I have read that 30,000 or so Israelis plan to leave the country on Thursday for a holiday. Great for them. Instead of being able to go to closed-down Eilat, they will benefit the economies of Greece and other such countries who value their tourism business and who know that you cannot lock down a virus. Even if they self-isolate for two weeks on their return, they will still have done better than the rest of us stuck with an absurd three-week lockdown here.
This is not the way to run a country. Any government that pretends it has the ability to control a virus and by resorting to bad laws to try to achieve the impossible does not merit being in power at all. There is no point blaming the people who choose to ignore stupid laws and refuse to be left in a ghetto 500 meters from their homes – as if 600 meters or one kilometer are any different. There is simply no scientific or any other justification for 500 meters or any other of the restrictions to micro-manage people lives.
Bravo to Minister Yaakov Litzman for resigning and not being part of such folly. The majority of people are perfectly able to judge what element of risk they should take to keep themselves as safe as possible regarding this virus and do not need to be told by a government what they can and cannot do.
If there is no vaccine by Hanukkah or indeed Passover, something none of us knows, no doubt the same medicine will be prescribed by this government until they wake up to the fact that they are responsible for bankrupting this country.
PETER SIMPSON
Jerusalem
Baskin: Baskin’ in praise
Perhaps I’ve been unfair in thinking for so long that all of Gershon Baskin’s columns are wearyingly repetitive exercises in self-delusion.

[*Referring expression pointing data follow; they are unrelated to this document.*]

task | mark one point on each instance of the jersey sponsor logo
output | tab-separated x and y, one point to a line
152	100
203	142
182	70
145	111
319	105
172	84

In “What concerns our neighbors” (September 10), he raises several salient points, such as:
1) Many Palestinians “wish that the Palestinian leadership would come up with a constructive response rather than always saying no.”
2) Palestinians resent their “worsening economic reality” together with “PA corruption and abuses by people in power.”
3) It is dangerous for Palestinians to post anything critical on the social media due to repression by the PA against opposition.
4) The PA police are not at all reluctant to use violence to limit freedom of protest.
Baskin seems to be not as divorced from reality as I believed he was. Is it possible that if I keep reading former prime minister Ehud Olmert’s articles long enough I will one day find something accurate, valuable and redeeming in his words, too?